How Exercise Can Boost Your Mental Health
Any effective treatment for depression is a good one, but if you can bundle mood benefits with an activity good for your body, wouldn’t you want to give it a go? The advantages of exercise for mental health aren’t just media refrains, they’re real science and real helpful.
Many people know exercise will help their mental health, but knowing and doing don’t always go hand-in-hand. Linda L. Moore, Ph.D., psychologist and president of Linda L Moore and Associates, recommends exercise to all of her clients, even if it means starting small.
“Resistance is prevalent with people who have never participated in sports or given any form of exercise a try,” Moore said. She hears a lot of the same excuses.
'I don’t know how to exercise'
Those who have never exercised before might be intimidated by what they’ve seen other people do. But you don’t have to know how to do burpees or run a marathon right away. Start with what you know and take time to learn from sources online.
'It's too much work'
Many people who start exercising expect themselves to immediately be on the same level as folks who have been at it for a long time. The trick is to start small and build up the habit over time.
In "Atomic Habits," author James Clear recommends starting with something you can do in two minutes, such as putting on your workout clothes right before your workout. Once you’ve gotten the hang of it, drive to the gym. Keep adding two-minute increments after a week or two of the last one, and before you know it, you’ll have an exercise habit.
'I’m afraid I’ll hurt myself'
When done incorrectly, exercise can lead to injuries, such as pulled muscles, sprains and even broken bones. This is a valid concern and should not be ignored.
If you don’t know how to do a particular exercise, it might be worth working with a personal trainer to learn how to do so safely. If you can't afford a trainer, look up a video tutorial online to see the correct techniques.
If anything hurts beyond normal muscle soreness, stop immediately. Serious harm is not the goal; moving your body is.
'I have to exercise a lot to see the benefits'
Something as simple as a 10-minute walk can produce noticeable results in your mental state, such as stress relief and greater energy.
Low-intensity exercise for 30 minutes a day, five days per week, for three months is enough to boost mood and enthusiasm. Walking, stretching, doing yoga and cleaning all fit the bill. As a simple measure, if you can’t carry on a conversation while indulging in some low-intensity exercising, whatever you're doing is no longer considered low intensity.
'I can’t get out of bed, how can I possibly exercise?'
"There are some elementary stretches that can be done in bed that might stir the motivation to get up and make a more diligent effort to get going," Moore said. "That first step can be more motivating than realized."
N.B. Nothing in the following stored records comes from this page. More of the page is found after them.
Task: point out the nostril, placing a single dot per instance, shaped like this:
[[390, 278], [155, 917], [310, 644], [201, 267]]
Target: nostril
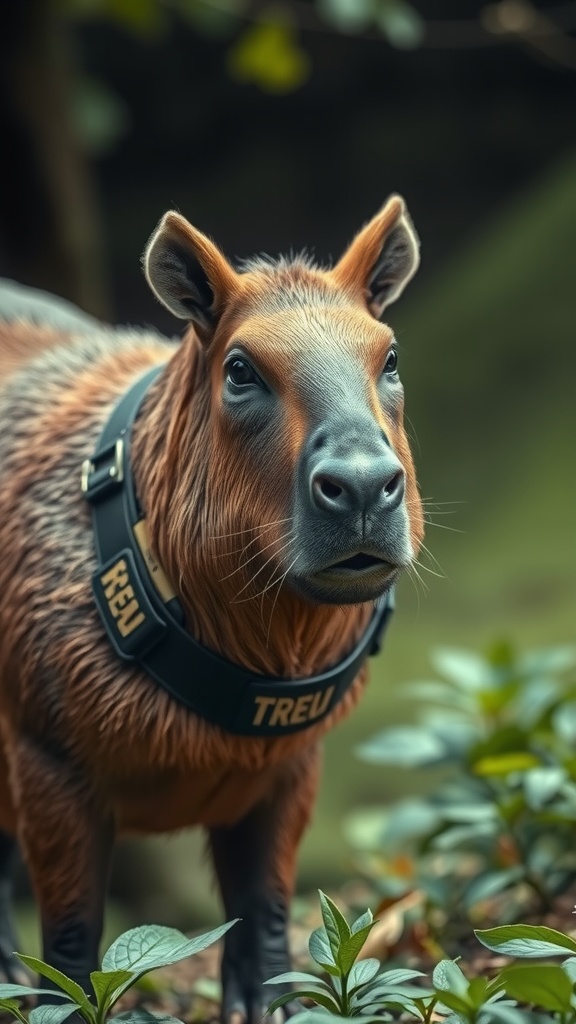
[[319, 441], [327, 487], [394, 489], [394, 484]]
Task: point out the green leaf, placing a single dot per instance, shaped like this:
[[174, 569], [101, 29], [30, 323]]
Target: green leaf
[[109, 986], [347, 15], [300, 977], [51, 1014], [552, 659], [505, 1014], [316, 994], [570, 968], [503, 764], [72, 989], [406, 744], [351, 947], [453, 1001], [141, 1016], [362, 973], [362, 922], [564, 721], [336, 926], [546, 985], [8, 991], [401, 24], [12, 1007], [487, 885], [319, 948], [268, 54], [540, 784], [468, 670], [447, 977], [152, 946], [477, 991], [459, 835], [526, 940]]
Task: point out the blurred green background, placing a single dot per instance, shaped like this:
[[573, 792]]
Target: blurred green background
[[278, 125]]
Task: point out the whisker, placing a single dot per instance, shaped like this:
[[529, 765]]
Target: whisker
[[260, 593], [433, 557], [278, 595], [441, 576], [261, 568], [413, 572], [251, 559], [442, 525], [250, 529]]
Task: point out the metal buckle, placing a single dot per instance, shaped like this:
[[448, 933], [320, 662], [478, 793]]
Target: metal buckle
[[104, 472]]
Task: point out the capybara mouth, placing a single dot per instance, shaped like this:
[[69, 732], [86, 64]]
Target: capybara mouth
[[358, 563]]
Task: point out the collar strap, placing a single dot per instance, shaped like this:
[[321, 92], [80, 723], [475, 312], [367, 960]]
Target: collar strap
[[145, 623]]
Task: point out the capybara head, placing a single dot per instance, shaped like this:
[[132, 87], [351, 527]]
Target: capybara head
[[294, 406]]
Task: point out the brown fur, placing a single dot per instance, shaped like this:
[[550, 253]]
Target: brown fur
[[91, 747]]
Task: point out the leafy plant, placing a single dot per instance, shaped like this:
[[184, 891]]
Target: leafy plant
[[357, 988], [502, 819], [354, 987], [131, 955]]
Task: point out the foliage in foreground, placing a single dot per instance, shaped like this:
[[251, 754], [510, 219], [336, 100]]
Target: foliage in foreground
[[131, 955], [357, 988], [502, 818]]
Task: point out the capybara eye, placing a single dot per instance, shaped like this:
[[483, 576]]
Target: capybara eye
[[240, 373], [391, 366]]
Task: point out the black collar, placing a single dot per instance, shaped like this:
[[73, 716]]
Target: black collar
[[145, 622]]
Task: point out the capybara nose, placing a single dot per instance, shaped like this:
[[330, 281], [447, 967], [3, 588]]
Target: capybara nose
[[357, 484]]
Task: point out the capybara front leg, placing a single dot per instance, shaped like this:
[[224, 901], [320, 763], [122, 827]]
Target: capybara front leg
[[66, 840], [10, 968], [255, 865]]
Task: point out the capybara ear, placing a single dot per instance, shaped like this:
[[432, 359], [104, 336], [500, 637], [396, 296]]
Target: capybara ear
[[382, 258], [188, 272]]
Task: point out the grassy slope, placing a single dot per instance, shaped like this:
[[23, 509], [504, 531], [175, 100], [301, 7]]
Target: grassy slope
[[488, 359], [491, 361]]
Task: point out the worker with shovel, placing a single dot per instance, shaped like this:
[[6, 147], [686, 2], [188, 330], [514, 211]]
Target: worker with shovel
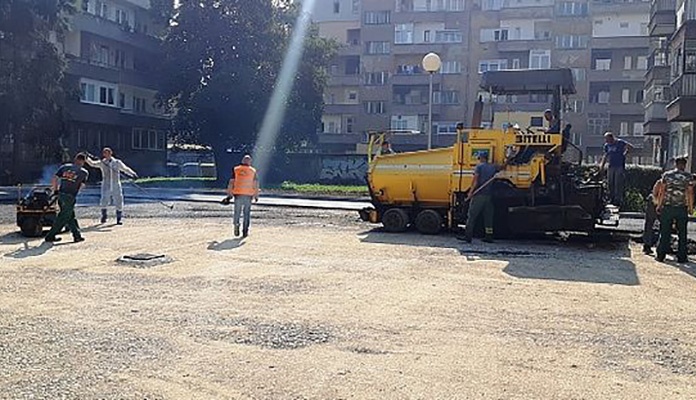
[[67, 182], [480, 197], [111, 191]]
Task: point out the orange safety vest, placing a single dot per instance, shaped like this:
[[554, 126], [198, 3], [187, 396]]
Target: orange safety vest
[[244, 177]]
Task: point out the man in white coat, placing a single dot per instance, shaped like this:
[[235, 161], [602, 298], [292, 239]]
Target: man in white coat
[[111, 193]]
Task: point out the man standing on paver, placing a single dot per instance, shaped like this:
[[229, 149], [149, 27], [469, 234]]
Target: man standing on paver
[[615, 151], [111, 191], [651, 216], [480, 199], [674, 207], [67, 182], [244, 187]]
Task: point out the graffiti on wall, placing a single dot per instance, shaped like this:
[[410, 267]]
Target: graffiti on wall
[[343, 169]]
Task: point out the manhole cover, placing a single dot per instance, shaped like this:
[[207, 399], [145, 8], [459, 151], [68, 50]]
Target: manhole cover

Benefits of regular exercise for mental health
Exercise helps reduce stress if done for a minimum of 20 minutes, Moore said. "It also helps curb food cravings."
Exercising regularly boosts self-esteem and decreases symptoms of depression and anxiety. Moving your body daily also increases your overall energy levels, which tend to plummet with a lot of mental issues. Moving your body also helps lessen the symptoms of anxiety and depression, such as fatigue and trouble concentrating.
How to start exercising as a beginner
Establishing exercise as part of your regular day is crucial to receiving these mental health benefits. However, the sad truth is that around 90 percent of people with fitness goals give up within three months of starting.
“People just need to start with something that fits their lifestyle and is physically safe for them,” Moore said. In other words, don’t worry about doing the most effective exercise. Simply choose something you enjoy so it’s easier to maintain and it doesn't feel like work.
There are dozens of ways you can start exercising. A good place to begin your choice of exercise might be by checking out some of the thousands of workouts on YouTube or looking up classes available at your local gym. But if all that seems a bit daunting, why not settle on a daily 30-minute walk. There is something for everyone, and you'll find it fun discovering what's best for you.
Please note that anyone thinking about starting an exercise routine, especially if they have physical health concerns, should talk to their primary care doctor first for some good medical advice.